Getting Personal: Mary Ellen O'Shaughnessey

Getting Personal is an email Q&A with a local personality. Here, a chat with Mary Ellen O'Shaugnessey, who recently retired from the University of Illinois, where she was the executive assistant dean in the College of Fine and Applied Arts. 

What time do you typically get up? What do you do the first hour of the morning?

5:30 a.m. Take my dog, Chloe, a boxer/Lab mix, out for a short walk, drink a cup of coffee, do a bit of email and read.

What did you have for lunch today? Where? With whom?

Some turkey, a pear and half an avocado. Ate alone at my desk listening to music.

Best high school memory?

A party my closest friend had at her house. Her parents were home. She had a very strict father, and she did not tell him a band was going to play. Party did not last long.

Tell me about your favorite pair of shoes.

When I retired, I bought a very expensive pair of Thierry Rabotin walking shoes. It is all I can do not to wear them to bed. They are really comfortable.

What does a perfect Sunday afternoon include?

Reading The New York Times, walking my dog, going to the ARC to swim. Spending time with friends.

Was there one book that you read as a child that you still cherish?
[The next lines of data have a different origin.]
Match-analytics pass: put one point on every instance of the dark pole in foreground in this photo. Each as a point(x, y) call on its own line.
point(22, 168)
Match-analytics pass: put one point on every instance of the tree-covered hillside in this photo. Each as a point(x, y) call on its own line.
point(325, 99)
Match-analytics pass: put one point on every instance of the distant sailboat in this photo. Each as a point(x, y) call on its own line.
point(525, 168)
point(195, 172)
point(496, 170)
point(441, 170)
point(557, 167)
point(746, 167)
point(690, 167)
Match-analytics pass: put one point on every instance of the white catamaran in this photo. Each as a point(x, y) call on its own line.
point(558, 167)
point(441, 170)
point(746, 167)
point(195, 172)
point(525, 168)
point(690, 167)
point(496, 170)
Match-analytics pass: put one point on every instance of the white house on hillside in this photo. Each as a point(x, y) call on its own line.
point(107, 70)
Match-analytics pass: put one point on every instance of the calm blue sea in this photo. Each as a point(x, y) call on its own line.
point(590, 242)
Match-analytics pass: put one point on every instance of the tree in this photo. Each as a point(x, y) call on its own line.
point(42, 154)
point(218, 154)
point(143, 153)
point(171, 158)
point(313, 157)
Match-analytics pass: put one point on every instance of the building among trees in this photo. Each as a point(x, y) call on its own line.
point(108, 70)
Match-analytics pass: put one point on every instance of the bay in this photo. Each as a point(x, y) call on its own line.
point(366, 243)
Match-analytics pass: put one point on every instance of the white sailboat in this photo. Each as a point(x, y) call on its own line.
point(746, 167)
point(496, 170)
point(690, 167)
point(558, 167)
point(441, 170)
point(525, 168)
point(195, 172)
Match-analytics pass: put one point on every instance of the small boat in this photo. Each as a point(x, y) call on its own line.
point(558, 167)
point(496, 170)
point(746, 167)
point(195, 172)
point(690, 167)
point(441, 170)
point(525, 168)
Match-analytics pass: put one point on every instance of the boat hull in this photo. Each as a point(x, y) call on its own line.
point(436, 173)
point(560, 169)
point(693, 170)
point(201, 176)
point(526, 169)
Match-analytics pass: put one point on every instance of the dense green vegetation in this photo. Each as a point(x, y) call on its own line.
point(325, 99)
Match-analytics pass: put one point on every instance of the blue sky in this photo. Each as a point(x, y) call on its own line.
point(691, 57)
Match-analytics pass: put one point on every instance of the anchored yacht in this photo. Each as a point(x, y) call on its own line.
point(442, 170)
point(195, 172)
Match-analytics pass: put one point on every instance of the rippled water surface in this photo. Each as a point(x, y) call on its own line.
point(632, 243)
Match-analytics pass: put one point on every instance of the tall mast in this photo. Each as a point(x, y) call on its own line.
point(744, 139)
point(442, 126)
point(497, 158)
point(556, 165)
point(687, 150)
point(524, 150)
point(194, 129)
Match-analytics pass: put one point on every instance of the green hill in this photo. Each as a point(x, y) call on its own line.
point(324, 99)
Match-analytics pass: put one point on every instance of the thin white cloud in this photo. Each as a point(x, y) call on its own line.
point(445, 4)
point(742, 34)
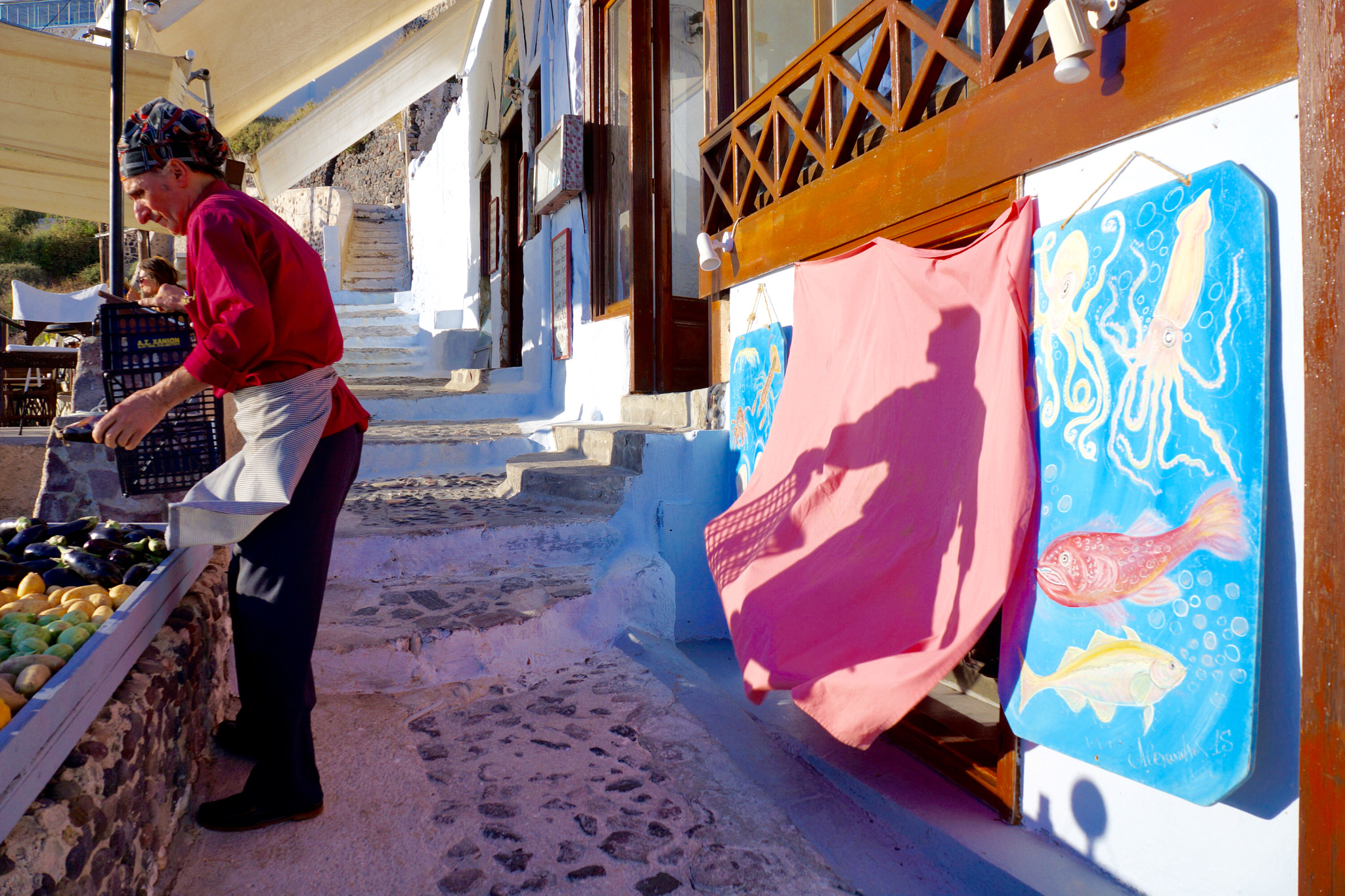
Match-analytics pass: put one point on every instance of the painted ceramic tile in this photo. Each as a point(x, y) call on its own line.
point(755, 379)
point(1151, 358)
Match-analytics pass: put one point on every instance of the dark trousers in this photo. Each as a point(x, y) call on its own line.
point(276, 584)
Own? Read?

I was raised Irish Catholic, so "The Lives of the Saints" was my all-time favorite. I adored St. Bernadette and always thought that like her, the Virgin Mary would appear to me. Still waiting.
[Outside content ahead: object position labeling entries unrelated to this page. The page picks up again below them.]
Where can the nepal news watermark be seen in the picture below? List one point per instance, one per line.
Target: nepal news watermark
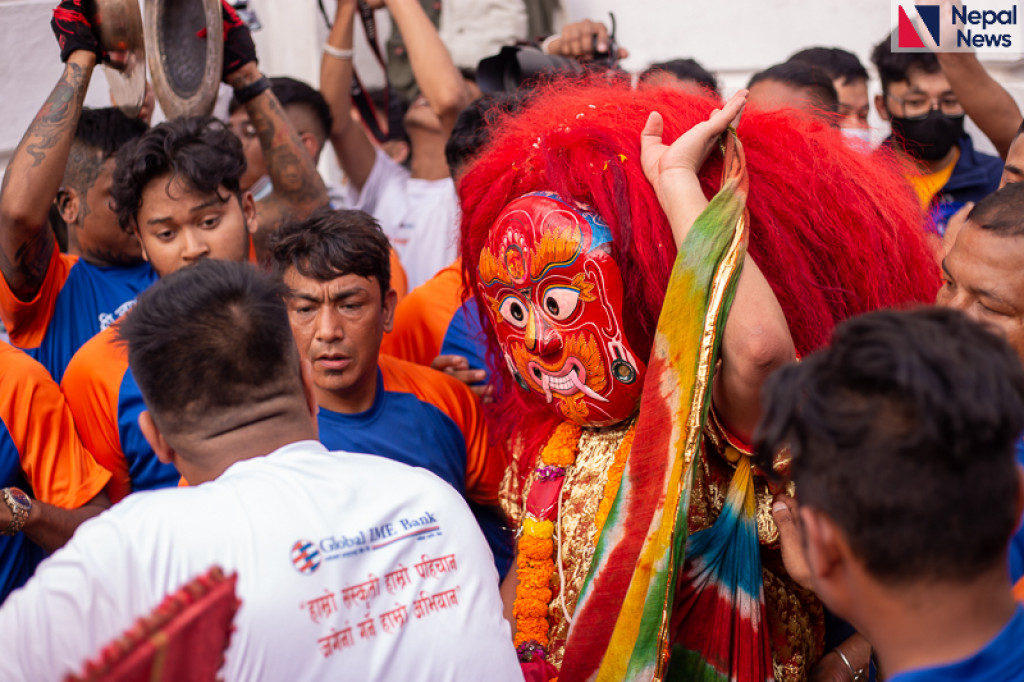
(989, 28)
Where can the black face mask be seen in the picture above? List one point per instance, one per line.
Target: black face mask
(931, 137)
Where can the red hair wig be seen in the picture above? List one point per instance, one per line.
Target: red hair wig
(835, 230)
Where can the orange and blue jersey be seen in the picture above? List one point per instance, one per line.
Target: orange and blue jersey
(427, 419)
(41, 453)
(74, 303)
(422, 317)
(105, 402)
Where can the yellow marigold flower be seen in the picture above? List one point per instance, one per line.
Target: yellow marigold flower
(537, 528)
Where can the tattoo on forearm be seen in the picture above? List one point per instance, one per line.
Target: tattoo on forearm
(25, 274)
(54, 119)
(292, 170)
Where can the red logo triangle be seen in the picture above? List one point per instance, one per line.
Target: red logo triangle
(907, 35)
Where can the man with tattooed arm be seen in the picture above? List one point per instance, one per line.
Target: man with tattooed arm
(177, 190)
(51, 303)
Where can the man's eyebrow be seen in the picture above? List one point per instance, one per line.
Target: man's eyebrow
(337, 296)
(213, 201)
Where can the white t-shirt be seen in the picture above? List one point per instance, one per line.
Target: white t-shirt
(420, 217)
(350, 566)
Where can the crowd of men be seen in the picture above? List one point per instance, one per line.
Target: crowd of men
(217, 358)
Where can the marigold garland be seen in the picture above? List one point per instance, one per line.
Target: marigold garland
(535, 561)
(614, 478)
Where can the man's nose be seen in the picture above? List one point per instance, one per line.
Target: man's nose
(196, 245)
(328, 325)
(549, 339)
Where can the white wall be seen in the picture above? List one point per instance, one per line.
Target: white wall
(733, 38)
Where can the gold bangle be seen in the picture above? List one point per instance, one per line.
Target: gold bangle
(338, 52)
(858, 675)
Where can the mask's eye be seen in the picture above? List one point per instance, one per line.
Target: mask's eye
(513, 310)
(560, 302)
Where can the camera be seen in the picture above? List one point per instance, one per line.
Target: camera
(515, 65)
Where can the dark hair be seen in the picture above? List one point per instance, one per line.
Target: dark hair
(209, 338)
(394, 105)
(473, 127)
(1001, 212)
(903, 432)
(838, 64)
(332, 244)
(201, 151)
(686, 70)
(291, 92)
(802, 75)
(100, 133)
(895, 67)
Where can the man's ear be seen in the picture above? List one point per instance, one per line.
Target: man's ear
(880, 107)
(312, 145)
(249, 212)
(1020, 491)
(309, 387)
(390, 302)
(825, 546)
(138, 236)
(67, 202)
(156, 439)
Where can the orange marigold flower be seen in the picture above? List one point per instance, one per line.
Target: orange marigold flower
(563, 445)
(537, 548)
(531, 629)
(614, 479)
(537, 528)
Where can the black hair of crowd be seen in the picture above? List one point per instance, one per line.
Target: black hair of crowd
(903, 432)
(331, 244)
(200, 151)
(802, 75)
(1001, 212)
(839, 64)
(108, 130)
(207, 338)
(473, 126)
(687, 70)
(896, 67)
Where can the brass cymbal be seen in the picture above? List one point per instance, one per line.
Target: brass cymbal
(119, 26)
(185, 69)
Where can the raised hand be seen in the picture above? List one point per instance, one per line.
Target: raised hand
(72, 28)
(690, 150)
(239, 46)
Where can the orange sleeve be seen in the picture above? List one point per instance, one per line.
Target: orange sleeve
(57, 466)
(91, 384)
(27, 321)
(484, 465)
(423, 316)
(399, 282)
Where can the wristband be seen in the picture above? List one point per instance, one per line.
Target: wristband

Where on Earth are you dying to go? Why?

Alaska. I worked as a shepherd in Ireland one summer, and while there, saw a travel show about Alaska, and since that time, have wanted to go there. The beauty is astonishing.

Tell me about your favorite pet.

I had to put our 16-year-old dog, Molly, down last August. She was a great family dog. Earlier this year, I adopted Chloe, an 81/2-year-old dog from the Humane Society who is so sweet. Guess I have two favorites.

Have you discovered that you are becoming like one of your parents? Which one and how?

My mother died when I was 9 and my dad two years later. I think I am probably more like my mother. From what I remember, she was a bit of a rebel and always organizing something.

What would you order for your last meal?

A piece of cheesecake from the Drift Inn restaurant in Yachats, Ore.

What can you not live without?

Solitude.

Who do you have on your iPod?

An eclectic mix of classical, rock 'n' roll, Broadway musicals and jazz. Now if I could only find it.

What's the happiest memory of your life?

Of course, the births of my three sons, and as a young child, my parents took me and my brother to Sandwich, Mass., on vacation. I fell in love with the ocean and did not want to go back to Michigan.

If you could host a dinner party with any three living people in the world, whom would you invite?

Sandra Day O'Connor, Colin Powell, Brian Williams.

What's the best advice you've ever been given?

Competence is the best revenge.

What's your best piece of advice?

Always, always be honest with yourself and others.

What was your first job and how much did you make an hour?

My first job outside the family business was as a waitress at Mendelson's Resort on Lake Michigan in South Haven, Mich. Much like the resort in the movie "Dirty Dancing." We put a show on every Friday night for the guests. I played Toto in "The Wizard of Oz." Yes, the dog.

What was a pivotal decision in your career and how did you arrive at that decision?

Taking the health educator job at McKinley Student Health Center in 1977. Quite honestly, it was my only offer, and I needed a job. I have no regrets. I have had a wonderful career at the university, where I would say the last half of my 35-year career was spent as an administrator.

Do you have a bad habit? What is it?

I am impatient.

How do you handle a stressful situation?

Does eating a bag of cookies count? I focus on my breathing and size up the situation. Swimming is my go-to place when I am really stressed.